Alphan Telek – Laiklik ve Toplumsal Adaletin Kaçınılmaz Birlikteliği Üzerine: Yeni Bir Siyasal Programın Peşinde

“Laiklik” ve “Adalet” kavramları bir süredir sadece Türkiye’yi değil, dünya kamuoyunun önemli bir kısmını meşgul ediyor. Ancak son dönemin gündelik tartışmalarında bu iki kavramdan daha çok adalet gündeme geliyor. Bunun sebebi, birçok insanın gündelik yaşamlarında göğüsledikleri işsizlik, yoksulluk, istikrarsızlık, belirsizlik ve güvencesizlik gibi sorunlar karşısında sarılacak ve sığınabilecekleri bir düşünceye ihtiyaç duymalarıdır. Adalet yürüyüşünün ya da adalet mitinginin bu kadar ses getirmesi ve toplumun değişik katmanları tarafından desteklenmesi, bir toplumsal haykırışa işaret etmektedir: Adalet ihtiyacına.

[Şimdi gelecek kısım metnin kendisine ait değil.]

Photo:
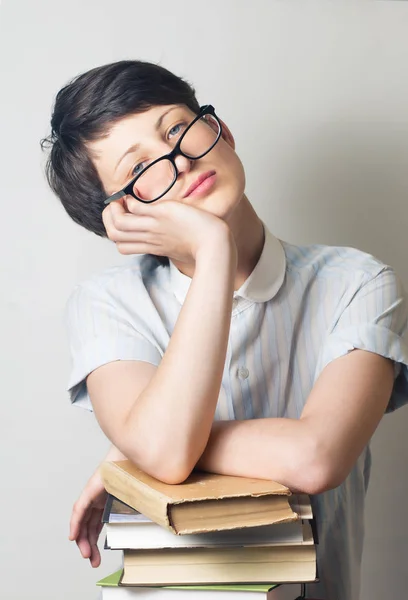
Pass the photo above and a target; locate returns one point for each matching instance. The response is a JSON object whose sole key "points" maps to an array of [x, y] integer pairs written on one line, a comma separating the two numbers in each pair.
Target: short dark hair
{"points": [[84, 111]]}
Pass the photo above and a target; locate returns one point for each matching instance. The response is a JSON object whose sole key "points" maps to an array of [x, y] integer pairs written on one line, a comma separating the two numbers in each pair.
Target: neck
{"points": [[249, 237]]}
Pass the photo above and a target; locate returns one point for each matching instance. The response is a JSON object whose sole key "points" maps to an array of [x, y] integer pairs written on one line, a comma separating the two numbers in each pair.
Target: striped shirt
{"points": [[301, 307]]}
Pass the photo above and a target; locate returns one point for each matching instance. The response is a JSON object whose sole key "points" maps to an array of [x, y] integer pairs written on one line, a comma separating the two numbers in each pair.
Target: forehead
{"points": [[137, 128]]}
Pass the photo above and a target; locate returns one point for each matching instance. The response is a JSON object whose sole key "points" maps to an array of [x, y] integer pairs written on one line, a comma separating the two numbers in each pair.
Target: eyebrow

Öte yandan laiklik, en az adalet kadar ihtiyaç duyulan bir kavram olmasına rağmen, “olumsuz” bir geçmiş anlatımına tabi tutulup, “olumsuz” bir algıyla sarmalandığından, geniş kamuoyunda adalet kadar yankı bulamıyor. Özellikle devlet-toplum ilişkilerini düzenleyecek siyasal bir ilke olarak yeniden yorumlanan laikliğin ne kadar önemli siyasal ve toplumsal değişimlerin önünü çekebileceği açıktır. Ancak bu olgunun bilincine genelde varılamıyor.

Siyasal bir ilke olarak yeniden yorumlanan laiklik henüz kendine bir siyasal partinin programında, söylemlerinde, savunmasında yer bulamamıştır. Laikliğin siyasal bir program bağlamında yerini bulması esasında toplumsal bir ihtiyaçtır. Bunun farkında olmayabilecek topluma, bir siyasal programla söz konusu ihtiyacın hatırlatılması uygun olacaktır.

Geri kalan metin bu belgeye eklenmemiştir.